Since last year, Border Patrol agents say, they have routinely encountered large groups of a hundred or more migrants at the border, many of them arriving by bus from Guatemala. According to immigration authorities, the passengers consist almost entirely of families and children who are looking for Border Patrol agents to turn themselves in to. Agents say they've encountered 70 large groups since last year.
That leaves agents scrambling to transport and process the migrants, Padilla said, and allows drug traffickers to take advantage of the distraction.
Humanitarian groups near the border say the surge of migrant families is straining their resources too.
"It takes an immense effort to do this," said Ruben Garcia, the director of Annunciation House, a nonprofit organization in El Paso, Texas, that provides shelter, food and medical care to migrants after they're released from government custody.
Most migrants spend just a few days in El Paso, Garcia said, before joining friends or relatives elsewhere in the country, where they'll wait for their day in immigration court.
President Trump has decried the surge of people crossing the border illegally from Mexico as "an invasion" — and a chief reason that the U.S. needs to extend its border barriers.
But Padilla, the Border Patrol veteran, believes that a wall alone will not stop these migrants.
Many of the migrants are crossing in areas that already have border fencing. And they're not trying to evade the Border Patrol, Padilla said. In fact, these asylum-seekers are trying to turn themselves in as soon as they set foot on U.S. soil.
"So the wall is not going to do anything with this population," Padilla said. "This requires a legislative fix."
Immigration hard-liners say the U.S. needs to close what they call "loopholes" in the law that allow Central American migrants to avoid quick deportation and that prevent immigration authorities from detaining families for long periods of time.
Migrant advocates counter that the Trump administration has made the problem at the Southern border worse by allowing just a few migrant families a day to cross at legal ports of entry. They believe that this is driving many migrants to cross illegally in big groups and in remote stretches of the border.
"They're very vulnerable people," said Garcia at Annunciation House. "Let's strive not to lose or let go of our history as a people of immigrants, who are profoundly committed to human rights."
Humanitarian groups and immigration authorities are bracing for even more migrants in the months ahead. The number of people crossing the border illegally typically crests in the spring, as temperatures warm.
AUDIE CORNISH, HOST:
The number of migrants apprehended after illegally crossing the southern border surged last month to the highest total in nearly a decade. That's according to numbers released today by U.S. Customs and Border Protection.
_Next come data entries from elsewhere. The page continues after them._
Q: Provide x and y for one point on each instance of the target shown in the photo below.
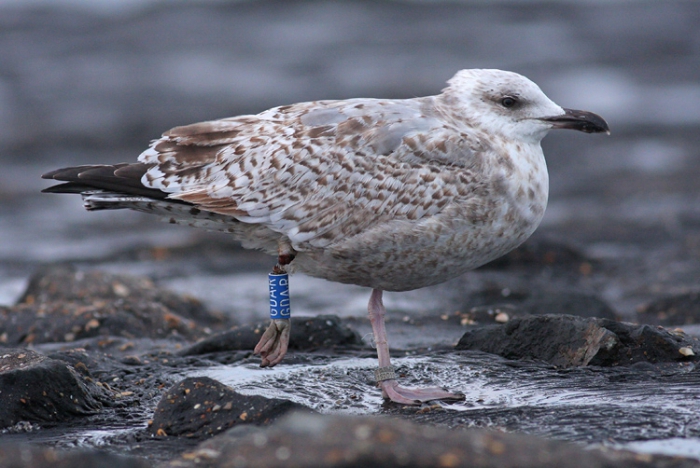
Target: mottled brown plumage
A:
(389, 194)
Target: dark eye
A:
(509, 102)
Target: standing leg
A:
(386, 379)
(273, 345)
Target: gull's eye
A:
(508, 102)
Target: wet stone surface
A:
(38, 389)
(567, 341)
(202, 407)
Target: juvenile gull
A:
(393, 195)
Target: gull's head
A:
(511, 105)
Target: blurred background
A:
(93, 81)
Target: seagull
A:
(390, 194)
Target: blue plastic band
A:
(279, 296)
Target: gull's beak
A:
(579, 120)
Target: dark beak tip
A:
(583, 121)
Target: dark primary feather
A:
(120, 178)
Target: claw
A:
(274, 343)
(415, 396)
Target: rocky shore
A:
(86, 351)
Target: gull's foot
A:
(273, 344)
(415, 396)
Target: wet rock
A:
(201, 407)
(323, 331)
(24, 456)
(64, 305)
(66, 284)
(36, 388)
(683, 309)
(568, 341)
(301, 440)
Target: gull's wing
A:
(319, 171)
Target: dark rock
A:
(683, 309)
(323, 331)
(24, 456)
(577, 303)
(542, 251)
(36, 388)
(64, 305)
(66, 284)
(536, 300)
(567, 341)
(201, 407)
(301, 440)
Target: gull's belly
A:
(401, 256)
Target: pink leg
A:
(273, 344)
(390, 388)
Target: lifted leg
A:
(390, 387)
Officials say they are not prepared for this border security and humanitarian crisis. President Trump has already declared a national emergency to free up more money for a border wall, but critics say he's exaggerating the threat to the country. Joel Rose covers immigration for NPR. He joins us on the line now.
Hey there, Joel.
JOEL ROSE, BYLINE: Hey, Audie.
CORNISH: So give us the numbers for February. How many migrants were apprehended last month?
ROSE: More than 66,000 migrants who crossed the border illegally, either turned themselves in or were caught by the Border Patrol. And by my count, that is the biggest monthly total since 2009. Most of those migrants are family members and children from Central America. Many of them are seeking asylum in the U.S. It's the fourth time in five months that officials say they've seen a record number of families crossing the border.
CORNISH: What is Border Patrol saying about what's happening and about how they're handling it?
ROSE: Immigration officials say they are seeing a new phenomenon in the last year or so, these large groups of more than a hundred people turning themselves in to Border Patrol agents all at once. Many of them are arriving together in busloads who are dropped off at remote, rugged parts of the border. And then Border Patrol agents have to go out and process them in the field; you know, transport them back to sector - to substations or back to their sector headquarter; give them food and medical care. And the Border Patrol says it just doesn't have the resources to deal with all these families. Here is U.S. Customs and Border Protection Commissioner Kevin McAleenan today.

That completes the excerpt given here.